Safely write RDS files in parallel

I do parallel computation from data in R, with 2000 parallel jobs, I use the following code in each job to save the final results in RDS format:

timestamp <- format(Sys.time(), "%Y%m%d%H%M%S")
    timestamp <- paste0(timestamp, sample.int(1000, 1))
    filename <- paste0("differences_", timestamp, ".rds")
    saveRDS(differences, file = filename)

I realized that even though I added random four-digits to the time stamp, it might still be possible that the parallel jobs conflicting each other. A possible solution could be to check whether a file with the same name already existed, if so generate a new name:

while (file.exists(filename)) {
  timestamp <- format(Sys.time(), "%Y%m%d%H%M%S")
  timestamp <- paste0(timestamp, sample.int(1000, 1))
  filename <- paste0("differences_", timestamp, ".rds")
}

But I am not sure if this is entirely safe. Is there a way to ensure a unique file name for each result from the parallel jobs? I have to keep the files in the same path.

Solution

I'll offer this as a slightly-more-complex variant of @KonradRudolph's suggestion (pre-sequence filenames for each parallel task), which is far simpler and might be preferable in most situations.

This suggestion is geared towards shared-filesystems where filenames cannot be easily pre-determined. The problems with shared-filesystems start from the basis that using existing files for uniqueness is a guaranteed race-condition theoretically, somewhat reproducibly bad on a local filesystem, and with NFS and other shared filesystems the lag can produce significant problems.
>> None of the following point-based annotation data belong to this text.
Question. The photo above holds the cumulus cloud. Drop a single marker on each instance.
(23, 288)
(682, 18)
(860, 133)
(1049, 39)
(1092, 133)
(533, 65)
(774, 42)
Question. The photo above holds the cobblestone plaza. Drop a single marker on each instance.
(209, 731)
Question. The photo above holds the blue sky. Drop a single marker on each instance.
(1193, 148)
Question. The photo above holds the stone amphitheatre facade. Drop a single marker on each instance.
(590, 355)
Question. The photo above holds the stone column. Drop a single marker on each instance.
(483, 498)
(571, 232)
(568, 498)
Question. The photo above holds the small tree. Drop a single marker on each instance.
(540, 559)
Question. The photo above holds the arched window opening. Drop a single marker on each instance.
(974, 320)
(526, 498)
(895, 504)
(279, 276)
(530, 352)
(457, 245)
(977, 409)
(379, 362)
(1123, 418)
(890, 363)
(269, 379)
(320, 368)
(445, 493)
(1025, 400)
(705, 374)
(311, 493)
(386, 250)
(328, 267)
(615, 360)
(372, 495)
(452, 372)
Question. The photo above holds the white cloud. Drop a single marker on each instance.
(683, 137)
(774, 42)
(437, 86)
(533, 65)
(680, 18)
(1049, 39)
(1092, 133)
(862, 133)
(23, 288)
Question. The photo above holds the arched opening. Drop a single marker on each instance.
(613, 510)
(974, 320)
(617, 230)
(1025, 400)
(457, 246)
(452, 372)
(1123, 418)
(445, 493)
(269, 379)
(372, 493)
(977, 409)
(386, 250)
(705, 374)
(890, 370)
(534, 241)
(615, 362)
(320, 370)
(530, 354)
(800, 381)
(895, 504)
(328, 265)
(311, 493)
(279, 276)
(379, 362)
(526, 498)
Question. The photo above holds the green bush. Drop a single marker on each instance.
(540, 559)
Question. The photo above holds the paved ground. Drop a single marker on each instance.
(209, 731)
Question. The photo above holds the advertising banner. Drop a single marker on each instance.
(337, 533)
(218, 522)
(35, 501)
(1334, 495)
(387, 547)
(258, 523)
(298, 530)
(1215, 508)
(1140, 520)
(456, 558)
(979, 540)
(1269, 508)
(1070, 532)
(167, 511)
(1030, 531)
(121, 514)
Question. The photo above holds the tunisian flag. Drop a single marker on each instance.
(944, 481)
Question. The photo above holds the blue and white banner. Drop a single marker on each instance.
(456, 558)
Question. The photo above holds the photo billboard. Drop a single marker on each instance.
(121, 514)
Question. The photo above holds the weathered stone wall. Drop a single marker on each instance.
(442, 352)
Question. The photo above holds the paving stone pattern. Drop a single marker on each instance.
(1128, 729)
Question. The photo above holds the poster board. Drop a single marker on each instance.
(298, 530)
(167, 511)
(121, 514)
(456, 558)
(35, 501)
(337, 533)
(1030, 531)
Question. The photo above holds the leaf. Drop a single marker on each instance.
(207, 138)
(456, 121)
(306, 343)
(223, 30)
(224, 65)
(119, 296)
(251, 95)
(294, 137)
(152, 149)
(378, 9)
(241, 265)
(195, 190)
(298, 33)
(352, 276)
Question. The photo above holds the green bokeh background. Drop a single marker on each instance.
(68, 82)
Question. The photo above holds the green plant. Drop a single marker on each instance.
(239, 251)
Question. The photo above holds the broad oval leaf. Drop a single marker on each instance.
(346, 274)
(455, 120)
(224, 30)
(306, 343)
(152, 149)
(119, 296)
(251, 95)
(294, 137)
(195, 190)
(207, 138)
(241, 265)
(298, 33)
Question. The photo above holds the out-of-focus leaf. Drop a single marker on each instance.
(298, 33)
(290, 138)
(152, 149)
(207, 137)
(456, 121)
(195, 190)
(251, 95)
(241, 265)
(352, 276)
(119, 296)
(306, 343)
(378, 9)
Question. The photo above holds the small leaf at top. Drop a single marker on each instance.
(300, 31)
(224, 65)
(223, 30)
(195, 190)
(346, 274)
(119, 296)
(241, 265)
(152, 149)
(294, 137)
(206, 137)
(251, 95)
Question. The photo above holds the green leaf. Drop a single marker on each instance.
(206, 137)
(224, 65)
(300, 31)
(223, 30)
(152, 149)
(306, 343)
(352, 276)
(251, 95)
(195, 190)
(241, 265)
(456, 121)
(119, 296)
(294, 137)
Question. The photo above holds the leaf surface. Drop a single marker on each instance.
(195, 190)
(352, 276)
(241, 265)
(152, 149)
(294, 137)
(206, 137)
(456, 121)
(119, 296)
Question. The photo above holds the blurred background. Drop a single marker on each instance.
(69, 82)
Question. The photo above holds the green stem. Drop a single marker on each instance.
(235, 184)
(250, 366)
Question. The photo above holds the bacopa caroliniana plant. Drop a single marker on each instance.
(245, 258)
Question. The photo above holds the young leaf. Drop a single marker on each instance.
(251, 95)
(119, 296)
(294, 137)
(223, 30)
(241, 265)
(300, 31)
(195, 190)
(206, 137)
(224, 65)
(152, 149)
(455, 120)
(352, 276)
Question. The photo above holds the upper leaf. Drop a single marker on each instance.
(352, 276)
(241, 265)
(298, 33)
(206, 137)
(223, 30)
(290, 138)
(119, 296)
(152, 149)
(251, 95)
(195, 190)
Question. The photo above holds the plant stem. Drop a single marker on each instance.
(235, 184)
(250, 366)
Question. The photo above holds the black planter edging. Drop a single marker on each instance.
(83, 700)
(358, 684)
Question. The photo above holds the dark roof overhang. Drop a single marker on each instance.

So we need to produce a filename "in real time" that has so-very-low likelihood of collision. (In my example, I write to a Luster filesystem, where file-creation-lag can be upwards of 5-10 seconds across nodes on the HPC.)

Here's a function that will produce such a filename:

#' Create a "guaranteed-unique" filename
#'
#' @param path character, the directory in which the new file will be
#'   created
#' @param fileext optional character, appended to the new filename
#' @param create logical, whether to "touch" the file
#' @return character, the filename, optionally created
#' @export
unique_filename <- local({
  .host <- gsub("[/:]", "_", Sys.info()["nodename"])
  .count <- 0L

  function(path = character(0), fileext = "", create = FALSE) {
    now <- as.numeric(Sys.time())
    # if we put this up with `.host`, I suspect the `future` is
    # transferring the old PID to new processes
    .pid <- Sys.getpid()
    # we look within all subdirs to make sure we won't have a "future"
    # collision (though highly unlikely) and then discard the
    # subdirectory component
    filename <- sprintf(
      "%0.06f.P%i.Q%i.%s%s",
      now, .pid, .count, .host, fileext)
    .count <<- .count + 1L
    out <- if (length(path) && nzchar(path)) file.path(path, filename) else filename
    if (create) fs::file_touch(out)
    out
  }
})

It is based heavily on the file naming convention used in Maildir mail storage, where NFS-based file conflicts had to be avoided as inexpensively as possible. I do not use all of the suggested components, so this implementation is weakened slightly. In my use with thousands of concurrent writes, I have seen no collisions.

It uses:

epoch microseconds
hostname
process ID (pid)
an internal counter for each process

One side-effect of the filename starting with a "time" component is that the files naturally sort chronologically, if that's appealing. The use of random filenames (uuid or otherwise) does not do this as easily.